なにかつてはあるのかと尋ねるオレに、クラウスはかぶりを振るうと、呆れるように呟いた。
「おいおい、忘れるんじゃねえよ。お嬢ちゃんたち以上にうってつけの人材がいるじゃねえか」
「はあ? 誰のことだよ?」
「俺だ、俺。軍隊のまとめ役には、これ以上ない人選だろうが」
不敵に笑うハイエルフに反応したのはアルフレッドで、驚きのあまりにワインを詰まらせたのか、ゲホゲホとむせかえっている。
「大丈夫か?」
「ゲホッ、し、失礼しました……。あまりにも突拍子のない話だったもので……」
涙目を浮かべる龍人族の商人を、不本意そうに眺めやってクラウスは肩をすくめた。
「素人に任せるわけにはいかねえだろ。その点、こちとらプロフェッショナルだしな」
「だとしてもです。一国の主だったお方が、発展途上である一都市の軍隊を率いるなんて前代未聞ですよ」
「先駆者ってわけだ。光栄な話じゃねえか」
ケラケラと愉快そうに笑ってから一気に赤ワインをあおったクラウスは、まっすぐにこちらを見やった。
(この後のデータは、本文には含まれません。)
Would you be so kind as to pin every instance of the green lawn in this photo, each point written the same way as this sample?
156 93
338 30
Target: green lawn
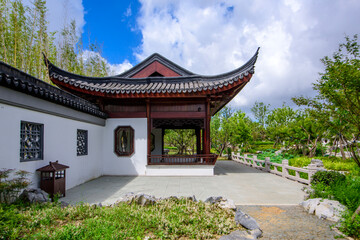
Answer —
167 219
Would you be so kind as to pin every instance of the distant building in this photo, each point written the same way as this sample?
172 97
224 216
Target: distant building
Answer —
112 125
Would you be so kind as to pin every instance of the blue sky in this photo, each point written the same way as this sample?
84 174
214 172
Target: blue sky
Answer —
215 36
113 26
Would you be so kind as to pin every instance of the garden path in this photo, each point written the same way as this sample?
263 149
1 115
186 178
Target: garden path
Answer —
244 185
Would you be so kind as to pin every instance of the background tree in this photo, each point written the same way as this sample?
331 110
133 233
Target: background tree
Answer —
183 139
339 89
261 111
278 123
221 130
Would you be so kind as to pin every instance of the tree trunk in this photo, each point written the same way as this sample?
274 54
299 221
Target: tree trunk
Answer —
357 211
342 148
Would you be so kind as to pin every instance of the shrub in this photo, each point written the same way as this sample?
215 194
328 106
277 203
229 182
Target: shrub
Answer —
327 178
350 226
10 186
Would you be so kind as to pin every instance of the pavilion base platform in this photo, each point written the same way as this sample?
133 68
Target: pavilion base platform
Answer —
179 170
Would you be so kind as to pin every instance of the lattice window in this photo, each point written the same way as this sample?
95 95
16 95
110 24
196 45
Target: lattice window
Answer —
31 141
82 141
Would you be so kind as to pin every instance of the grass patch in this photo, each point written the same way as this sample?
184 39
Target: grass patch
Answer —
330 163
169 219
345 190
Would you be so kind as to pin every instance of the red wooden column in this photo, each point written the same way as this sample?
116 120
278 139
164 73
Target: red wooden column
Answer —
148 116
207 128
198 140
162 140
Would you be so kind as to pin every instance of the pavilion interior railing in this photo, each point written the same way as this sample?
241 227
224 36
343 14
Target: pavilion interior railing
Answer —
199 159
301 175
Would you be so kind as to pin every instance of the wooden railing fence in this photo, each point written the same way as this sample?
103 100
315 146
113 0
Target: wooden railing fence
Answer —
301 175
199 159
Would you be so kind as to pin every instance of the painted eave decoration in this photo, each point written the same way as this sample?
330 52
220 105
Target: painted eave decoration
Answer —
154 77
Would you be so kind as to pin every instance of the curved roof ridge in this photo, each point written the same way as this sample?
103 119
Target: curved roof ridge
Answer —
248 66
161 59
124 77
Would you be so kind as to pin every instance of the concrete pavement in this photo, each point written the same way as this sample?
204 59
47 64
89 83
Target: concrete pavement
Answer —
243 184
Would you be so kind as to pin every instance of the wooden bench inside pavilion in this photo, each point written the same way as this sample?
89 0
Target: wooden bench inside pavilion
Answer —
166 95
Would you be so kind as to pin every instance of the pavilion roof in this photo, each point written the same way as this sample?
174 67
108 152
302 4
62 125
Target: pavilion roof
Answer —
52 167
20 81
132 83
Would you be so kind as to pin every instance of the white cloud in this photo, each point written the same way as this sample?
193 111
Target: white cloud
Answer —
211 37
62 12
114 69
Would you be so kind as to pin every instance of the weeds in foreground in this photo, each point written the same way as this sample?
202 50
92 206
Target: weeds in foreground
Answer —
169 219
344 189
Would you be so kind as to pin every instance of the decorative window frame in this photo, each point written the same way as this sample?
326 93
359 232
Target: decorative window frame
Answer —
82 142
152 145
130 134
35 141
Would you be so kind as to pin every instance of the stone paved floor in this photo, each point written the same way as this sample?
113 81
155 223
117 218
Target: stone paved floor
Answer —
290 223
244 185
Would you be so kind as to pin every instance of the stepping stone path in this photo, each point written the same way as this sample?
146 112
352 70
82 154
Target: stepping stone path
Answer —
289 222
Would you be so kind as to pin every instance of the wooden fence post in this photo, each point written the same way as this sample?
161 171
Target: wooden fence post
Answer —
285 164
267 164
254 162
313 168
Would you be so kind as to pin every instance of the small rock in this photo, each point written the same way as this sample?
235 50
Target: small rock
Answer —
144 199
317 162
222 202
191 198
241 235
213 200
34 195
324 208
278 152
245 220
141 199
256 233
63 204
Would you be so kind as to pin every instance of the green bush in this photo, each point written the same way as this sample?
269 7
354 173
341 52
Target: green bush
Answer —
346 190
350 226
327 177
11 183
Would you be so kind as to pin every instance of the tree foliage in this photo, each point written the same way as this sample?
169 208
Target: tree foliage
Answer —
337 105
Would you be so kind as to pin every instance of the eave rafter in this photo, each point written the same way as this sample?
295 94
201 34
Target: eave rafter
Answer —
219 88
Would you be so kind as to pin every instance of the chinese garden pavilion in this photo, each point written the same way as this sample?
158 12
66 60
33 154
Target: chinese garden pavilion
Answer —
166 95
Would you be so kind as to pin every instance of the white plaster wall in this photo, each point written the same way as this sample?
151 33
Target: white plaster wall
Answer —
59 144
129 165
158 141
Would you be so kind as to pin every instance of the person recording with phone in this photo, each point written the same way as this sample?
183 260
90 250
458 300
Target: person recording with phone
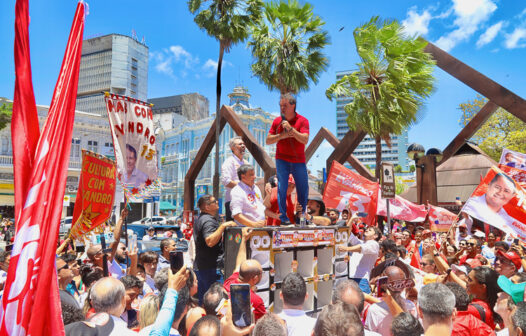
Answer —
208 236
290 133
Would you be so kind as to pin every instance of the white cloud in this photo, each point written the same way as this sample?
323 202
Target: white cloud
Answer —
517 39
470 14
416 24
490 34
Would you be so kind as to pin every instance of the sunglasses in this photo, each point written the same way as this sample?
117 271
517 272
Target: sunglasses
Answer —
66 266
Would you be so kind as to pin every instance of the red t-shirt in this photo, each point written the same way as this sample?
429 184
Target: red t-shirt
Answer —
257 302
274 207
290 149
466 324
488 312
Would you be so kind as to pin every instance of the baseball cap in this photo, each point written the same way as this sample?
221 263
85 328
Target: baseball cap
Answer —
511 256
479 234
516 291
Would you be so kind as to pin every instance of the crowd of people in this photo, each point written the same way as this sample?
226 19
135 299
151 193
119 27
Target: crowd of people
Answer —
408 281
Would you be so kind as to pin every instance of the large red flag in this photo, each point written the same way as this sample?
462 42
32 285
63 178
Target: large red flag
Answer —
24 122
346 189
31 303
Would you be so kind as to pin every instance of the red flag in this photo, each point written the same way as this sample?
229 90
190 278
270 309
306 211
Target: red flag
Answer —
415 259
346 189
31 303
402 209
24 122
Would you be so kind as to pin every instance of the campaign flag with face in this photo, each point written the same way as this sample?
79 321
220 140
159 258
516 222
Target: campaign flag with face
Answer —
346 189
134 140
402 209
513 159
440 219
499 201
95 194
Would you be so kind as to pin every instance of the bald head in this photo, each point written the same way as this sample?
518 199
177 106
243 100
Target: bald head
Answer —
249 270
394 273
107 295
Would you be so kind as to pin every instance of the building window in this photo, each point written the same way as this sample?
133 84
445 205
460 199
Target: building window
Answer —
93 146
75 148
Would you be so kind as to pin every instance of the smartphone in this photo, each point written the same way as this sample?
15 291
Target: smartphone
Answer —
380 286
240 302
176 261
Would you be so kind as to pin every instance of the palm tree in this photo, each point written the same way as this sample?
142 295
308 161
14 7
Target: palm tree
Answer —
287 46
228 22
393 79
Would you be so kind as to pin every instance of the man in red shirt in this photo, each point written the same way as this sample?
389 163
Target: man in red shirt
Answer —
249 272
291 133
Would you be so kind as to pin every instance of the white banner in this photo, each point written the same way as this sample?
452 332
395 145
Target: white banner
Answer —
133 132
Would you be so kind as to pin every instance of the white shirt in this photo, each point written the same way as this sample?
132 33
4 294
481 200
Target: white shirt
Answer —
379 318
247 201
478 207
229 173
361 263
298 323
120 328
136 178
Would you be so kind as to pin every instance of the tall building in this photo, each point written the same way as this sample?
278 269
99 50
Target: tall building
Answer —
113 63
366 150
192 106
183 141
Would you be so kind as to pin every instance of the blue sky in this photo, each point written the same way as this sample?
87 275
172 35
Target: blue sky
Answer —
488 35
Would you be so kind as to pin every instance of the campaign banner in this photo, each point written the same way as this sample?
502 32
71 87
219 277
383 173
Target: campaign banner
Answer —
95 195
499 201
133 132
440 219
517 174
302 238
402 209
513 159
346 189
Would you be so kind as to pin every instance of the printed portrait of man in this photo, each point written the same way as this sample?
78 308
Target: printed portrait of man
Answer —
133 176
489 207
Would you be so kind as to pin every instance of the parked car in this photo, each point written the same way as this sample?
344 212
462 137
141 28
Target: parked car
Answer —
153 245
65 224
154 220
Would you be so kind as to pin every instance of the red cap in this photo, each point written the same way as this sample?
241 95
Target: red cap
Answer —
511 256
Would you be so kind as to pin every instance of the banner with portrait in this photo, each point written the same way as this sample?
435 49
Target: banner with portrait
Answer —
513 159
440 219
499 201
134 140
346 189
402 209
95 195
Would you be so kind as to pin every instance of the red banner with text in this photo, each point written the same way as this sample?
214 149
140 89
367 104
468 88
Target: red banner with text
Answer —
95 194
346 189
440 219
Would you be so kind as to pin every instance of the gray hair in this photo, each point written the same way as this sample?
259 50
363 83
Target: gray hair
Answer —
232 141
343 286
107 294
436 301
243 169
289 96
161 278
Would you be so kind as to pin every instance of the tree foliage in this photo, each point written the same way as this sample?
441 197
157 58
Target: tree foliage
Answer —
6 110
501 130
393 79
287 45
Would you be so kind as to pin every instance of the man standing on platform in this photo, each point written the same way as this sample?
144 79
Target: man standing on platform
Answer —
291 133
247 203
208 235
229 168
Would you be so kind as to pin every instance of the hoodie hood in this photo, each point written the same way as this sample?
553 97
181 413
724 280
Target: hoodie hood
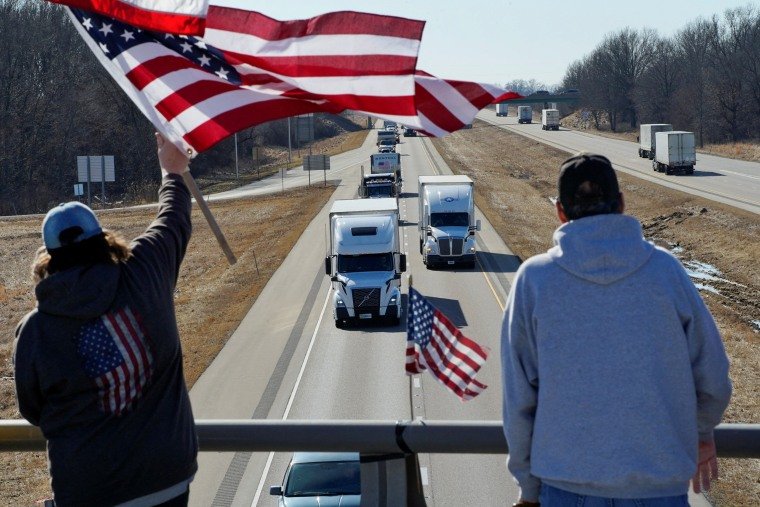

「で? どうするんだ、タスクよ。お前さんさえ良ければ、俺がまとめ役を引き受けるが」
「そりゃ、願ってもない話だけど……。いいのか?」
「何がだ?」
「軍組織の代表となったら、おちおち旅にも出られないだろ?」
大陸中を放浪するのが生きがいみたいな男なのだ。一カ所に留まる仕事を任せていいのか気がかりだったのだが。
「自分の人生だし、楽しみたいって言ったろ? こいつもなかなかに楽しめると思ったんでな。お前さんが気にするこたぁねえんだよ」
「だったらいいけどさ」
「決まりだな。明日から編成に取りかかるとしようや」
手のひらに拳をあてて小気味いい音を鳴らしたハイエルフの前国王は、祝杯とばかりに、空のグラスに三杯目となる赤ワインを注いだ。
「で、ここからが大事でよ。極めて重要な相談なんだけどな」
空になったワイン瓶をテーブルに戻し、クラウスは真剣な表情を浮かべてオレとアルフレッドを交互に見やった。
「軍隊に名称を付けにゃならん。何かいい案はないか?」
……は? 名前? 名前なんて適当でいいじゃんと思ったオレとは対照的に、アルフレッドは腕組みをしてすっかりと思案顔を浮かべている。
「そうでした。名称は大事ですからね。しっかりと考えなければ」
え゛っ……? ひょっとしてマジなの? 普通にフライハイト軍とかそういうのでいいんじゃと率直な感想を呟くオレに、クラウスは怒気交じりの声を上げた。
「バカ言うな。軍隊名ってのは、命と同じぐらいに大事なんだぞ? そんな安易なモンにできるかよ」
「怒らなくてもいいじゃんかよ。っていうか、そんなにこだわる必要あるのか?」
「名称がそのまま軍隊の強さに繋がるといいましょうか。耳にした相手が戦わずに引くような、威圧感のある名前をつけるのが、こちらの世界では慣例となっておりまして」
いわく、規模の大小に関わらず誇張された名前のついた軍隊がほとんどだそうだ。龍人族の国でいえば、『北方龍騎士連隊』とか『真紅龍重騎士旅団』がそれで、ハイエルフの国でいえば『
まあ、なんというか、戦隊とか言われたところでだ、オタクの身としては日曜日の朝にやっているスーパー戦隊モノぐらいしかイメージできないのが悲しいね。『怪盗戦隊ルパンレンジャー』とか『警察戦隊パトレンジャー』とかさ。あ、最近だと『騎士竜戦隊リュウソウジャー』があったけど、そういった感じのやつがいいんだろうか?
とはいえ、聞いている限りでは、中二病的ネーミングのほうがウケがいいっぽい感じもするし。これはあれだな、『幽遊白書』でいうところの『邪王炎殺黒龍波』みたいなヤツがいいんだろうかと、冗談交じりに「『邪王炎殺黒龍軍』とかどうだ?」なんて呟いたところ、
「「採用」」
という返事とともに、目を輝かせた二人から感嘆の眼差しを向けられてしまったので、慌てて前言を撤回するハメに。採用しちゃったら最後、「後戻りはできんぞ、巻き方を忘れちまったからな」という台詞とともに、右腕を犠牲にしなきゃいけなくなるでしょうが!
とにかく、軍隊の名称については後日再検討し、協議の上で決定するということになった。……この流れだと、中二病全開の名前からは逃れられないんだろうなあ、きっと。